The hook flew up, down, in and out.
She watched the white-haired crafter as the bus shuttered and grumbled. Up. Down. Wrap the yarn. In. Out. She wondered how the woman could focus. Her own head throbbed. Hip-hop roared from some punk’s headphones. Two sisters, well, they looked to be sisters, animated a loud conversation with gestures and laughter. A small child chanted, “Itsy Bitsy Spider went up the water spout” in a shrill singsong. She could barely think and all she had to do with sit there. Yet here was this old woman working away; her hook blurring in a purposeful, methodical rhythm. Up. Down. Wrap. In. Out. The bus jolted to a stop as the driver avoided colliding with a light-colored Kia which had suddenly braked. The driver blared on the horn. She couldn’t see what difference it would make. Clearly the Kia’s operator was just as trapped as the bus. Up ahead she spotted billowing smoke swallowing the horizon. From somewhere behind the all the stopped vehicles, she could hear the whining of a siren and see pulsating lights. The fire department, she guessed, and wondered how they would traverse the traffic jam.
A young couple, possibly students, rose and navigated between commuters to reach the front of the bus. “Would you let us out here, please?” the young woman asked. The driver shook his head. “Not safe.” “All the cars are stopped. We’ll make better time walking,” the young man said more persuasively. “Nope,” the driver responded.
The couple shrugged and headed back to their seats. She thought she heard the young man swearing but couldn’t be sure. His shoulder slammed into the guy with the headphones, knocking him nearly off his feet. “Sorry” he mumbled.
“What the fuck?” the punk said. As he regained his footing, he pushed the young man backwards causing him to fall into his girlfriend who tumbled across the two sisters.
“Hey,” the sisters cried out in unison. “Be careful.”
“What do you think you’re doing,” the young woman shouted.
“Your boyfriend needs to watch where he’s going,” the guy sneered.
The young man swung his right fist at the guy, missing him by only a couple inches.

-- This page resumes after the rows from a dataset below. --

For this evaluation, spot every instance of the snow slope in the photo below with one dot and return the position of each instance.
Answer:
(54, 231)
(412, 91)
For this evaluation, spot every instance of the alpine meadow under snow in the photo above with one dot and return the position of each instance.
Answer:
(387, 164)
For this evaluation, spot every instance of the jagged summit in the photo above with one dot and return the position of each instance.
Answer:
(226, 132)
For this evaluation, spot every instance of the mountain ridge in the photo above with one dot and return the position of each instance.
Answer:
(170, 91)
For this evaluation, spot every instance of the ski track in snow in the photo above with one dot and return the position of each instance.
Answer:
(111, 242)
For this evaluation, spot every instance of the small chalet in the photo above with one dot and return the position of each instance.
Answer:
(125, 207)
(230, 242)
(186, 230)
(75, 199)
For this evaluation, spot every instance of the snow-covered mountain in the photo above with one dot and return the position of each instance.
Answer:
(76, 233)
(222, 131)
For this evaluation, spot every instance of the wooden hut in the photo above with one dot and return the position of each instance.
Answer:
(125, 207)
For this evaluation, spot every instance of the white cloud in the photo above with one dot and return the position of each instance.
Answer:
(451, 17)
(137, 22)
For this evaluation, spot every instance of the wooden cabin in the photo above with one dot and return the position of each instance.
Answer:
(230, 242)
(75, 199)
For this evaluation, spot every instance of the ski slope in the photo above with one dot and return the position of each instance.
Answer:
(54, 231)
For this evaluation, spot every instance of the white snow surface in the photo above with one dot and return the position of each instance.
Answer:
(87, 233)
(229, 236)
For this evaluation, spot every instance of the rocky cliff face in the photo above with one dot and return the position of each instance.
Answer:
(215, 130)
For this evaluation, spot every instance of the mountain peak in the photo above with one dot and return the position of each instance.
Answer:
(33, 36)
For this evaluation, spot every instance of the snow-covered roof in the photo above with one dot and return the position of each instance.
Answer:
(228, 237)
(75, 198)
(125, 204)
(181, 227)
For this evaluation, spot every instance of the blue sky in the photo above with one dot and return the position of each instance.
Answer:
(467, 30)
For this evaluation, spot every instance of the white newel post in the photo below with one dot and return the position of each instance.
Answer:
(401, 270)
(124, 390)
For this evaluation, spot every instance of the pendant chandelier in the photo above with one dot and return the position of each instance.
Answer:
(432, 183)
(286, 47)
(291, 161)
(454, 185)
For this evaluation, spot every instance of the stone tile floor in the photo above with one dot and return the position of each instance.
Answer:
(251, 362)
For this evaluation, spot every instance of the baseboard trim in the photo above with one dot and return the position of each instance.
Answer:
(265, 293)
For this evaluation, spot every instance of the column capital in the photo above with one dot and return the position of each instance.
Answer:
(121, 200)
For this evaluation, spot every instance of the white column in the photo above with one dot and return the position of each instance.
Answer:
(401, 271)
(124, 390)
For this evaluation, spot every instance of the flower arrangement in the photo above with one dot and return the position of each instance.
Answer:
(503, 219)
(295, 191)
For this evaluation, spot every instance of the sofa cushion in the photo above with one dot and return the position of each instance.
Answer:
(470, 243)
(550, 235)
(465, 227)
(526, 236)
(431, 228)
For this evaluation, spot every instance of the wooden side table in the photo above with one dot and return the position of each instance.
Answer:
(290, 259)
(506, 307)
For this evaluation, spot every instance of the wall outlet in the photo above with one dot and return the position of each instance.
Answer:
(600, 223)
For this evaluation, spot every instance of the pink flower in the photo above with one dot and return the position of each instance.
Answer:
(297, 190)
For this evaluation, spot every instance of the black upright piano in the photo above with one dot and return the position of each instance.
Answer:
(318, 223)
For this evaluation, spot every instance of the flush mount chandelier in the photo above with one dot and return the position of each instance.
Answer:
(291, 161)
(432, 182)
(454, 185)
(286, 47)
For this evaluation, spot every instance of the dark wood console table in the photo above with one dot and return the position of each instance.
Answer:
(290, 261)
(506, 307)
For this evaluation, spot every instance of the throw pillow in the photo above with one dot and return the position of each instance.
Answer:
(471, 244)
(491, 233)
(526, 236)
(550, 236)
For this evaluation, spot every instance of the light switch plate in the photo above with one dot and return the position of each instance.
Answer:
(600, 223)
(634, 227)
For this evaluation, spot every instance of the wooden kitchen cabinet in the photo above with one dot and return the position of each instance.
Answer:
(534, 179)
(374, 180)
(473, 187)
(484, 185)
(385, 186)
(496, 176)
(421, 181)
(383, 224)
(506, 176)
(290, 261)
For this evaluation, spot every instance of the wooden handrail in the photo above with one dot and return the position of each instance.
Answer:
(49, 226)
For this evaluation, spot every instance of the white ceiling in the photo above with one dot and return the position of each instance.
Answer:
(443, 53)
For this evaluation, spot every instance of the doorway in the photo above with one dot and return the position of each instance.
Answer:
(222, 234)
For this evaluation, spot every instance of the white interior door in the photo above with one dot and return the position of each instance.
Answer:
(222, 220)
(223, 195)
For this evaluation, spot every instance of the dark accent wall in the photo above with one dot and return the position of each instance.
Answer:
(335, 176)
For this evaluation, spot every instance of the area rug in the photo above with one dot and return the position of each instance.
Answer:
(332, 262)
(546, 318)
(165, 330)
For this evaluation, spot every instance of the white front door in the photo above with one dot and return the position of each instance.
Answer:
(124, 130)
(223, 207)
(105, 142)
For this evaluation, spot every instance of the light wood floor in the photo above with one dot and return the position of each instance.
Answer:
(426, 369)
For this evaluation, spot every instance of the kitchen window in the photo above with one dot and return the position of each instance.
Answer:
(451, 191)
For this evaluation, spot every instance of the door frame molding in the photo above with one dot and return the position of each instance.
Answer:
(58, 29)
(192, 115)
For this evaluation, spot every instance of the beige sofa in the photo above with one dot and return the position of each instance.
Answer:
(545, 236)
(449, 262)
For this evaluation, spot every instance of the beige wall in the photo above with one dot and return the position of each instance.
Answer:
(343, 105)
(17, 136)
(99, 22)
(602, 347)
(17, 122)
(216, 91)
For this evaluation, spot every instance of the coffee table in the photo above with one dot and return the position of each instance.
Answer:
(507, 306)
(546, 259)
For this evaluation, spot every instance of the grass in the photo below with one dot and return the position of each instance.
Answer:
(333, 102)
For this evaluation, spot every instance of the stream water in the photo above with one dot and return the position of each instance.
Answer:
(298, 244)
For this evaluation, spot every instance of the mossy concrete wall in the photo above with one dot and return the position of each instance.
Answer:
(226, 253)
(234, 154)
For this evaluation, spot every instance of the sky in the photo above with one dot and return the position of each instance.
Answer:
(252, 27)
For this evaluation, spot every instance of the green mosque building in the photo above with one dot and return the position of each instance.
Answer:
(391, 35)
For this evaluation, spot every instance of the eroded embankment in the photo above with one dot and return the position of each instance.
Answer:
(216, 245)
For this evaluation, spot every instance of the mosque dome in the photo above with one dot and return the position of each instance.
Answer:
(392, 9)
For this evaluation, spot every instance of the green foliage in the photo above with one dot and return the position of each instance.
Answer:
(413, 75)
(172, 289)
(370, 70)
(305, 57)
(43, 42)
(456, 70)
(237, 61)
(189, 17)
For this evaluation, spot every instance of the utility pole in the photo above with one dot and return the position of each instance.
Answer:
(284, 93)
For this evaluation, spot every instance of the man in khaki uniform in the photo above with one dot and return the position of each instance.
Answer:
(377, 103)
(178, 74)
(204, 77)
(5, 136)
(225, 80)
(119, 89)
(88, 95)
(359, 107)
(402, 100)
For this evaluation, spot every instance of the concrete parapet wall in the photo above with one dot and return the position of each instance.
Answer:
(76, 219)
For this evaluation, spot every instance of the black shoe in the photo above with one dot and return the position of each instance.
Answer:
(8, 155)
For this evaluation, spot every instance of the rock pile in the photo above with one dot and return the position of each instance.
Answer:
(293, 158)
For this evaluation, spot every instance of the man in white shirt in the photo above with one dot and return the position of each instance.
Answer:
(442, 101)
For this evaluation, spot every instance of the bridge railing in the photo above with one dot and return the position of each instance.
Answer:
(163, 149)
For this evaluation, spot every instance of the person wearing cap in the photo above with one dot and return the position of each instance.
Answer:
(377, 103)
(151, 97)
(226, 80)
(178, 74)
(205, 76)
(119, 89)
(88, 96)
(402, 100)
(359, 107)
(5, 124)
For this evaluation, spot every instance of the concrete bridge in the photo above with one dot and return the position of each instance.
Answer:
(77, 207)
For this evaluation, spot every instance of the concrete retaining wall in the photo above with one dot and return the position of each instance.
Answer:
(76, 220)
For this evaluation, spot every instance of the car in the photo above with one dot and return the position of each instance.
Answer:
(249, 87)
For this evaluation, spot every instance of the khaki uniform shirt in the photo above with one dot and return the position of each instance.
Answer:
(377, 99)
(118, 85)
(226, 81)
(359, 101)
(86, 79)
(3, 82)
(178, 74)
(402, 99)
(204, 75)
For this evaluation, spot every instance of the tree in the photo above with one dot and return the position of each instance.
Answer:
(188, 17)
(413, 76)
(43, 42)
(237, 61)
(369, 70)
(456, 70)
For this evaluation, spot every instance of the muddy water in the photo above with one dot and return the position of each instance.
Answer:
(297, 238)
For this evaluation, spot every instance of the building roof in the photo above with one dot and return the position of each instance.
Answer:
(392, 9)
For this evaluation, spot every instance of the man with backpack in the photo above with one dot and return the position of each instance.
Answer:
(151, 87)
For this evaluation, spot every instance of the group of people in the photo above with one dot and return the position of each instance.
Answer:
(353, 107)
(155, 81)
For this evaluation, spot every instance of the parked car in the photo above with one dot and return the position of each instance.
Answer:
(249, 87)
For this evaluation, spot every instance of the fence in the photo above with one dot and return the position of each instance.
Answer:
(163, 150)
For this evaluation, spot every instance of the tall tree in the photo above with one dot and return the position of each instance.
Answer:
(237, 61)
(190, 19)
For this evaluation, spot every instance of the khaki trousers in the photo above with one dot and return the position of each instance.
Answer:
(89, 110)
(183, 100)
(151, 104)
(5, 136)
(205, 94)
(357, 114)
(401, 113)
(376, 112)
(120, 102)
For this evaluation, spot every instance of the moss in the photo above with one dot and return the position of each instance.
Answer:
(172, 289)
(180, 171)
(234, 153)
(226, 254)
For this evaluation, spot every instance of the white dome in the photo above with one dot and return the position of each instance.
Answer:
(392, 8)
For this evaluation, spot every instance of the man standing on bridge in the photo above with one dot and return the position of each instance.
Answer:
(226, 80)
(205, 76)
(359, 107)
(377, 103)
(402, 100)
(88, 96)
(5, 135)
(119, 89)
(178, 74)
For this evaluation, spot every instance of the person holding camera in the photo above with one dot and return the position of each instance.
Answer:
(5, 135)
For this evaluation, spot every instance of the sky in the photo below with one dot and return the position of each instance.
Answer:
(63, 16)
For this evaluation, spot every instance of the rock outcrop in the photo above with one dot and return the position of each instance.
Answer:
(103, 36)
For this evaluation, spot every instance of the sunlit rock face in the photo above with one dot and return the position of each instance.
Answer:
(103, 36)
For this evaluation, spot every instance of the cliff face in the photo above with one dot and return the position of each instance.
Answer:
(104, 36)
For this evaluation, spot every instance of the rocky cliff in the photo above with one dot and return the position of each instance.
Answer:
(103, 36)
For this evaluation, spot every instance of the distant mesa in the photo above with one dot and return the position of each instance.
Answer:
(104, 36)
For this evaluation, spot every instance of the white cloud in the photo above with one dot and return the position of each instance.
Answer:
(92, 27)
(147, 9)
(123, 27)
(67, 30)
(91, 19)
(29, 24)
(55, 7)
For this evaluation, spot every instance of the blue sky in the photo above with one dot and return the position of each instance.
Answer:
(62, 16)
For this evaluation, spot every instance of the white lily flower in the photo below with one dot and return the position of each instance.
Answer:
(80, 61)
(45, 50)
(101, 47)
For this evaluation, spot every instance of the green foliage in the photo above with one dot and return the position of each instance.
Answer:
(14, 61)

The guy with the headphones grabbed the man’s shirt and slammed him against the fire extinguisher.
She glanced toward the front of the bus. The driver was watching everything in the rearview mirror. The old woman continued crocheting: Up. Down. Wrap the yard. In. Out.
“Driver,” she called out. “Can’t you do something?”
Just as he unbuckled his seat belt and climbed out from behind the steering wheel, a loud crunch jolted the bus, sending all the standing passengers to the floor. An SUV hit the rear of the bus while trying to get out of the way of the fire truck. The bus, in turn, crushed into the Kia causing the driver to pitch into the metal fire extinguisher case.
“Shit,” several people said at once.
“Fuck,” several other people said at once.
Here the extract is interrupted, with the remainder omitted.